Aujourd’hui, OneDoc propose plus de 50 centres de dépistage pour faire le test PCR sur toute la Suisse et à fin novembre, plus de 105’000 rendez-vous avaient été pris en ligne. «On aurait pu mieux anticiper, c’est sûr, mais je crois qu’on a réussi à réagir assez rapidement», estime Arthur Germain.

Cafouillage autour des tests rapides

Quid des tests antigéniques? Mercredi 28 octobre, le Conseil fédéral annonçait en grande pompe l’arrivée de ces fameux tests «rapides» en pharmacie dès la semaine suivante. Début novembre, nous nous sommes rendus dans plusieurs enseignes à Genève, mais aucune d’entre elles n’était en mesure de répondre à la demande.

«On a reçu énormément d’appels le lendemain de cette conférence de presse, mais on n’avait pas du tout été prévenus en amont», témoigne Julia, assistante en pharmacie à Genève. «Dans les jours qui ont suivi, nous avons reçu une circulaire du Pharmacien cantonal qui nous invitait à nous inscrire sur une liste d’attente pour pouvoir obtenir le matériel et les formations nécessaires à la réalisation de ces tests». Aujourd’hui, sa pharmacie n’a toujours pas eu de retour à ce sujet. Au service du Pharmacien cantonal, on temporise en affirmant que «les pharmacies vont les recevoir progressivement» à partir de la fin novembre.

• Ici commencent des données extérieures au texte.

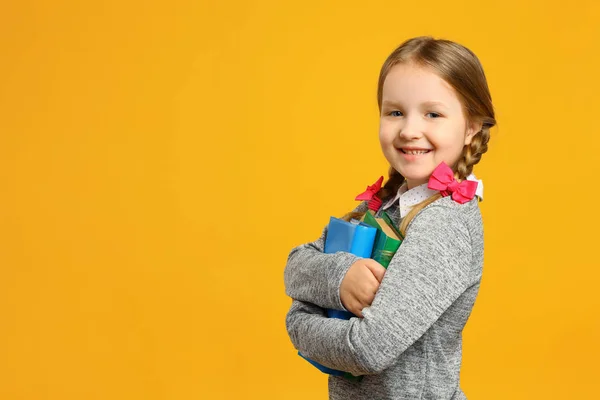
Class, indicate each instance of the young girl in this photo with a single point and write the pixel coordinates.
(435, 118)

Au niveau fédéral, la situation n’est pas meilleure. A la mi-novembre, seules quatre pharmacies dans l’ensemble de la Confédération offraient le test rapide sur OneDoc. Bien loin de l’objectif des 50’000 tests par jour affiché par le conseiller fédéral en charge de la santé, Alain Berset. Et là encore, la Suisse est en retard sur ses voisins européens. En France à la même période, l’Union des syndicats de pharmacie d’officineLien externe assurait la disponibilité des tests antigéniques dans plus de 50% des officines du pays. L’Allemagne, de son côté, a commencé à proposer cette offre dans ses pharmacies et laboratoires dès la fin du mois de septembre.

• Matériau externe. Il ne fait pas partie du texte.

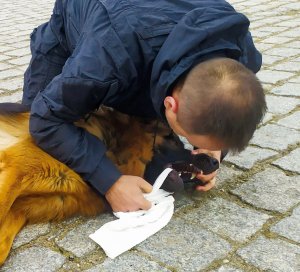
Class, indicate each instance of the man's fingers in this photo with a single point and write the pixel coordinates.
(208, 177)
(207, 186)
(145, 204)
(145, 186)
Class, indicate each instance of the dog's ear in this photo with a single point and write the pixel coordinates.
(13, 108)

Certes, les tests rapides sont moins fiables, mais ils n’en constituent pas moins un outil précieux dans la lutte contre la Covid-19, en complément des tests PCR. Ils permettent d’augmenter sensiblement la capacité de test et de rompre les chaînes d’infection rapidement, notamment dans le cadre des campagnes de dépistage massif, comme celle menée à grande échelle en Slovaquie au début du mois de novembre. «Aujourd’hui, les centres de dépistage et les pharmacies en Suisse l’ont bien compris», affirme Arthur Germain. «Ils se préparent pour être prêts à répondre à une telle demande.»